We knew where we were as we sailed parallel to the outer reef near Tobacco Cay. We were smack dab in the middle, just south of the course for entering the pass. The sketch chart sounds showed 9 to 12 feet and the proper chart (150,000:1!) showed 2 meters in the vicinity.
So it happened that we were blowing downwind under the genoa ‘admiring’ the patches of turtle grass and shadow in the nice green water. We always watch the sounder – it’s like a sick fascination with those single digit numbers, but I was almost inured when: THUMP. Then:, thump, thump, THUMP. And we settled over to port, water lapping at the rubbing strake, hard aground, being set on, and not sure what we had hit, beyond the turtle grass we could clearly see all around us
Funny how you can just STOP like that. There’s a moment of silence, almost peace, while you’re taking in your situation. It was rapidly clear, though, that wait and see wasn’t our best option. So we unreefed and hoisted the main, sheeted and eased all sails in all combination, tried the Westerbeke fast and slow, with different rudders, for a good hour. All this moved us a little but not in a good way. Suddenly I understood what those weird bright white patches in the grass were – other keels have blazed this shoal before us.
The inflatable dinghy was collapsed and the kedge anchor buried deep in a locker, but we were getting them out when rescue appeared in the form of a local fishing boat (sistership shown below) and its crew of seven men and boys in Speedos, back from a morning of diving for conch.
We were a little dubious about what they could accomplish with a 40 hp outboard and a lightly built boat of wood and bamboo, but the captain seemed a careful boat handler and we had nothing to lose. “Where exactly is the deep water?” we asked. He waved everywhere. “Only this place.”
It took almost an hour but eventually we were freed. It cost us $25 (offered for gas), a bottle of rum (“we drink anything”), and mango squash (for the boys, I thought), my fresh-baked banana bread, and a strapless dive mask. They would have liked line they could use for a halyard, but we had nothing appropriate. It would be great thing to have aboard though, for just this eventuality.

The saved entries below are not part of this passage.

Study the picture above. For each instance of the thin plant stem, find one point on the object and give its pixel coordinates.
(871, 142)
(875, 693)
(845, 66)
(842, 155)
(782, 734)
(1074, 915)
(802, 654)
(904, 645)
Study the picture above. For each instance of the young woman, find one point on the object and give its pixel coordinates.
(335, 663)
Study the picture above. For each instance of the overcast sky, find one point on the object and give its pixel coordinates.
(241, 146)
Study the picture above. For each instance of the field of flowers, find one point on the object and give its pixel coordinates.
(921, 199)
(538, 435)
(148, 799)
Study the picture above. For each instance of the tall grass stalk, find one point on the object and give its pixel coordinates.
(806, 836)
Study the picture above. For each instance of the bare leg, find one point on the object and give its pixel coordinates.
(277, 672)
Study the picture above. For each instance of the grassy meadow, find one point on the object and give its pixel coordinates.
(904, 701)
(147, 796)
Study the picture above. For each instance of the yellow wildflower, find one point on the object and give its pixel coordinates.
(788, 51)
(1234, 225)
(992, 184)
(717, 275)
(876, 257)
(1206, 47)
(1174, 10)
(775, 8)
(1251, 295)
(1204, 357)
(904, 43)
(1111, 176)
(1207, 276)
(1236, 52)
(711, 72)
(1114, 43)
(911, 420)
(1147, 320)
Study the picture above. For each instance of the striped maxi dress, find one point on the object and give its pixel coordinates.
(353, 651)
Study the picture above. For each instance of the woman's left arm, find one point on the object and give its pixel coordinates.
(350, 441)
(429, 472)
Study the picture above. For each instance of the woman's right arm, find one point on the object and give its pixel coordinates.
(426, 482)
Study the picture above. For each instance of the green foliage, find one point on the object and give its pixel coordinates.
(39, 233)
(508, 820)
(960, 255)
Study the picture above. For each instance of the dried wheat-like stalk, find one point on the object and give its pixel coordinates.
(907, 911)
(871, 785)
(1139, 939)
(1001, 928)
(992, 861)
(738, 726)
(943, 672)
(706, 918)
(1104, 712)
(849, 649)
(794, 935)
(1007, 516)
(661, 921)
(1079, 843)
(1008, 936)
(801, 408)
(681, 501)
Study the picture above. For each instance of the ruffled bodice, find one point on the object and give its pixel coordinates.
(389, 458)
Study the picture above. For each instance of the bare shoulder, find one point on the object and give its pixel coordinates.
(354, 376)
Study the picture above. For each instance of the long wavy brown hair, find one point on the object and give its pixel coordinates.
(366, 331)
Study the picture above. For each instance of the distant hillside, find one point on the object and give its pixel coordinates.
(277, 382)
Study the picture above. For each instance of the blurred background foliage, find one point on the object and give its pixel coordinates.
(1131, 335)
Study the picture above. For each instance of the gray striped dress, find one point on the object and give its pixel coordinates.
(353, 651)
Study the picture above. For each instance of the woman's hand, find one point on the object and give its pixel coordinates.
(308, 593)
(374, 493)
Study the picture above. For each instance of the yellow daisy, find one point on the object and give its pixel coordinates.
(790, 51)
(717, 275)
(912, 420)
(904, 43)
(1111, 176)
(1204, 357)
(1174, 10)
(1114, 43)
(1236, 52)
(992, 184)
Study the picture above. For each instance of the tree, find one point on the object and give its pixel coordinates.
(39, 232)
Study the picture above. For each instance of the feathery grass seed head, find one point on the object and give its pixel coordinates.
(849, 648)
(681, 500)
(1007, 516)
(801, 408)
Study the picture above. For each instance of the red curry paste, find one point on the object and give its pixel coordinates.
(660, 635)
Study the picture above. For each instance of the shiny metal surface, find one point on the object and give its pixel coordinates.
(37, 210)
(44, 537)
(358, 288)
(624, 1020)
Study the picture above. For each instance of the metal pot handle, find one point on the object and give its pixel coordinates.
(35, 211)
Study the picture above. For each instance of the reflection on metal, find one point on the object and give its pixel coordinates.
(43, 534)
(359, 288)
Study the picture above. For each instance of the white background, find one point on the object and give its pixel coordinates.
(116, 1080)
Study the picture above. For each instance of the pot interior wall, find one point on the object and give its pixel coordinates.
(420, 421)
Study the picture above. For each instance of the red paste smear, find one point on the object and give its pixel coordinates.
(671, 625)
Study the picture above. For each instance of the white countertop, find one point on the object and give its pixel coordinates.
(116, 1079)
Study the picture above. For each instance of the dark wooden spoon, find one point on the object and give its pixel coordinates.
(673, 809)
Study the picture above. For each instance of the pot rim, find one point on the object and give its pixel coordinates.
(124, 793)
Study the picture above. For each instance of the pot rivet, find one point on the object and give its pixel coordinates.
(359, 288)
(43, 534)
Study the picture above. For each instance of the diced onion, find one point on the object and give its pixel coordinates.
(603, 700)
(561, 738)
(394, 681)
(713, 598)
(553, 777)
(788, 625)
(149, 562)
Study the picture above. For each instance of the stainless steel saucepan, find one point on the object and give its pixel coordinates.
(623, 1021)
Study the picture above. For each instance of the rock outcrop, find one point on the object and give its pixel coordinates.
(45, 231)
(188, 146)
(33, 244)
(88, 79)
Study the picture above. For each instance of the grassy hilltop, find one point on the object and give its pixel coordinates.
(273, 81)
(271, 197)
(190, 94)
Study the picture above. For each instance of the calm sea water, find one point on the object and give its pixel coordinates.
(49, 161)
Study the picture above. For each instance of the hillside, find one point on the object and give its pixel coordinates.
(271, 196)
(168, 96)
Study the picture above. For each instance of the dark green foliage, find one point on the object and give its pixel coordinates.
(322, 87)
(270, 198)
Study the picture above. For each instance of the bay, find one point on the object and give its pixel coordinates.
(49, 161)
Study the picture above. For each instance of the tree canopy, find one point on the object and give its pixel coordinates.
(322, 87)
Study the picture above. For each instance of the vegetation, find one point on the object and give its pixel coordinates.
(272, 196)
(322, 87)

The education? I’d like to say ‘priceless’. However I’m sure we’ll be a little sloppy again, and even more gun-shy in shallow water. One thing we did do that night was take apart the electric anchor windlass and test its manual operation for that day when kedging is the only way off.
Meantime, thanks again to the crew of the fishing vessel Rosa. Like I said, people are nice here. These guys spoke mainly Creole but we could see that they were careful and thoughtful, and we were grateful they’d take the time to help us.
Update:we’re using the third edition of the Cruising Guide to Belize and Mexico’s Caribbean Coast by Freya Rauscher. It turns out that the shoal we hit is very clearly marked, in the second edition, but was unaccountably left out of the third. That only makes me feel only slightly better though.